British colony in Antigua and Barbuda

This article covers the history of Antigua and Barbuda from 1962 until 1967. This period began after the fall of the West Indies Federation, and concluded with the establishment of the Associated State of Antigua.

== 1962–1964: Post-federation ==
The post-federation period began with the Administrator of Antigua visiting Montserrat from 9 June 1962 until 12 June. During this time, the attorney-general served as the deputy administrator. By June, the Antigua Broadcasting Service's radio station had been formed, being responsible for disseminating emergency information. On 17 July, a supplementary appropriation ordinance went into force, and on 30 July, the financial secretary died. On 16 August 1962, D. J. G. Rose became the colony's acting administrator, originally being scheduled to hold that role until 17 February 1963.

On 22 February 1963, the yearly appropriation ordinance went into effect. There was a military expenditure of just 7,500 dollars, and a total expenditure of 11.5 million dollars. 58,000 dollars went to Barbuda. During February, there was a small controversy involving Hugh Barrows' appointment as magistrate for districts "A" and "B", resulting in an ordinance being passed to confirm his appointment. On 28 February, an investigation into a Leeward Islands Air Transport Services accident at Coolidge Airport was announced by the Ministry of Public Works and Communications. On 28 March, there were 4.7 million dollars' worth of notes and 175,000 dollars' worth of coins circulating in the colony. On 8 June at 8:45 am, a ceremonial parade for the Queen's Birthday was held at the Antigua Recreation Ground. On 16 December, Antigua's gaming regulations were gazetted. On 21 December, the Legislative Council was prorogued. On 30 December, the Supreme Court Act was amended.
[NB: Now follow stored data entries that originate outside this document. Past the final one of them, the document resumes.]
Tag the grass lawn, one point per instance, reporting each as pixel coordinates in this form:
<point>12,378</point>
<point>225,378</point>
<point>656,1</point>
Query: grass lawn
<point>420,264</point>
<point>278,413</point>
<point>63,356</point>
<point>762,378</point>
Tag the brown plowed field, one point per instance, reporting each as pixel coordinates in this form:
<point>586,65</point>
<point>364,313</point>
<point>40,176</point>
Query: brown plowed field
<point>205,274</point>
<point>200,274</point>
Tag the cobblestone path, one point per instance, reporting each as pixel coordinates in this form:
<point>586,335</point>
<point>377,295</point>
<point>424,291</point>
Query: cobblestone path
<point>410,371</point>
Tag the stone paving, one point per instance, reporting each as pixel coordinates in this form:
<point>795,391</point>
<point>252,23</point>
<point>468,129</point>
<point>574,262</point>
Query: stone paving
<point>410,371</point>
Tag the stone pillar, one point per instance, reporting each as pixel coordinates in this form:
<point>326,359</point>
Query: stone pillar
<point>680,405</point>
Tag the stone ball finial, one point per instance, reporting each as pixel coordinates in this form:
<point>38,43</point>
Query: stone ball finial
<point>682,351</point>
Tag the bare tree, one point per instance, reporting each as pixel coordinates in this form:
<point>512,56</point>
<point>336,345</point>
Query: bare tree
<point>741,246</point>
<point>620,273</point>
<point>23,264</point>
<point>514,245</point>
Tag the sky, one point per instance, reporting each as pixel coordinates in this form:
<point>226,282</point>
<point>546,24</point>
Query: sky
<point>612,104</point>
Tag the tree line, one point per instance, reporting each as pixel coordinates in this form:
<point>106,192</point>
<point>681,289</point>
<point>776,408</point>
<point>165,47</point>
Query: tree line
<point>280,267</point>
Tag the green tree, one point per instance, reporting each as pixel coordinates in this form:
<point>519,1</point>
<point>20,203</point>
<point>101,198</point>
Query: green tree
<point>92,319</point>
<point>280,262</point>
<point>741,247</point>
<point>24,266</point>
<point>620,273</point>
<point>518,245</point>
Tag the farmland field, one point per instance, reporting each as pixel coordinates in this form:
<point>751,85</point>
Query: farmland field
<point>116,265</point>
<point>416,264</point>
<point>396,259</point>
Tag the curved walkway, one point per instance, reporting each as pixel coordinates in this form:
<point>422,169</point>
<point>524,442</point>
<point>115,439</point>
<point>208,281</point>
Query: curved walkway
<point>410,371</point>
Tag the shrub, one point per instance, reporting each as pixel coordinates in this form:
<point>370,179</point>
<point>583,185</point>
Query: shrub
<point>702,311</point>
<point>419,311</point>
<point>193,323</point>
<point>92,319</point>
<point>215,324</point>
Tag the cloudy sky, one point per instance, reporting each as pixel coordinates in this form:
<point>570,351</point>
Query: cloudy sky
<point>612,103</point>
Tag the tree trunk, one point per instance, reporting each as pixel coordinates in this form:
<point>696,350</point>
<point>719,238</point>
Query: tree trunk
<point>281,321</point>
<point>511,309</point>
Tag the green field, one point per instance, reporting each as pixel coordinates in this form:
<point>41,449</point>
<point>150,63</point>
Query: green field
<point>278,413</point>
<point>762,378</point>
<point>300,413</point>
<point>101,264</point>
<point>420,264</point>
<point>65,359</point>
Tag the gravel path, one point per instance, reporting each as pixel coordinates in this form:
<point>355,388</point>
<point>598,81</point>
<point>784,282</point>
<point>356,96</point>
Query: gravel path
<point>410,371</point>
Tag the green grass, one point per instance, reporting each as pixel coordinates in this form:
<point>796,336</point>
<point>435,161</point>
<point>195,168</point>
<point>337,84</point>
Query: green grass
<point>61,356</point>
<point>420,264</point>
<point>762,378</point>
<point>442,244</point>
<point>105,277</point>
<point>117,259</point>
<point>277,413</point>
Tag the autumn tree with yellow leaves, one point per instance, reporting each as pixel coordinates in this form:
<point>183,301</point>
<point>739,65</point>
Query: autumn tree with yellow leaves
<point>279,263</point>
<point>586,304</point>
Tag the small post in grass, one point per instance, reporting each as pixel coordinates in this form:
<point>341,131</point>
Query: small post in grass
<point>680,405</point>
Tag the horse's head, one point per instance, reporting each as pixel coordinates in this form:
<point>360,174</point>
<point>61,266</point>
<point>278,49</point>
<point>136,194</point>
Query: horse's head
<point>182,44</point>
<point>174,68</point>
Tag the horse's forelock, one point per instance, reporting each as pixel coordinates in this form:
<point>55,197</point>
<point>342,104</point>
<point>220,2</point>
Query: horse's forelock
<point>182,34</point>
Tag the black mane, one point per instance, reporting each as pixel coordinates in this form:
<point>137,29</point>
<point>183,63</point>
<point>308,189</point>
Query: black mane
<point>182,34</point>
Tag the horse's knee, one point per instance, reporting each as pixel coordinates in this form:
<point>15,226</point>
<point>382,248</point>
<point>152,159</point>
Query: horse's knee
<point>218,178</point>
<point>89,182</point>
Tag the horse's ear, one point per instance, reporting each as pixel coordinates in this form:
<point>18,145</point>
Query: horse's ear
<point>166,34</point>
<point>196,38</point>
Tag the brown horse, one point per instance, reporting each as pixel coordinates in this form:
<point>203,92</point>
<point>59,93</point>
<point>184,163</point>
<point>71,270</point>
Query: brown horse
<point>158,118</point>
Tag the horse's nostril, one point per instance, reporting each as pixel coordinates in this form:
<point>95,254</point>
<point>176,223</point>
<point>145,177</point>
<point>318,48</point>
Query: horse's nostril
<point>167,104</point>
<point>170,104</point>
== 1965–1967: Prelude to association ==
On 29 November 1965, a general election was held. The election continued on 15 December due to the withdrawal of three candidates. The Antigua Labour Party won the election before a vote was cast, due to six of their candidates (a majority) running unopposed. However, the election showed the first signs of Vere Bird's declining hegemony. Back in 1962, Robert Hall unified various opposition movements into the Antigua and Barbuda Democratic Movement. While Labour won all the seats, voter turnout was low and this was the final time the Antiguan legislature had only one political grouping. The Antigua and Barbuda Democratic Movement also won the highest proportion of the vote so far of any opposition party.

After the election, Antigua began its path to associated statehood. From 28 February 1966 until 25 March 1966, the Antigua Constitutional Conference was held, resulting in the signing of a consensus report known as Cmnd. 2963. The association was to be voluntary, and Antigua was to gain full internal autonomy. On 27 February 1967, Antigua became the first of the West Indies Associated States, with Barbuda and Redonda as dependencies.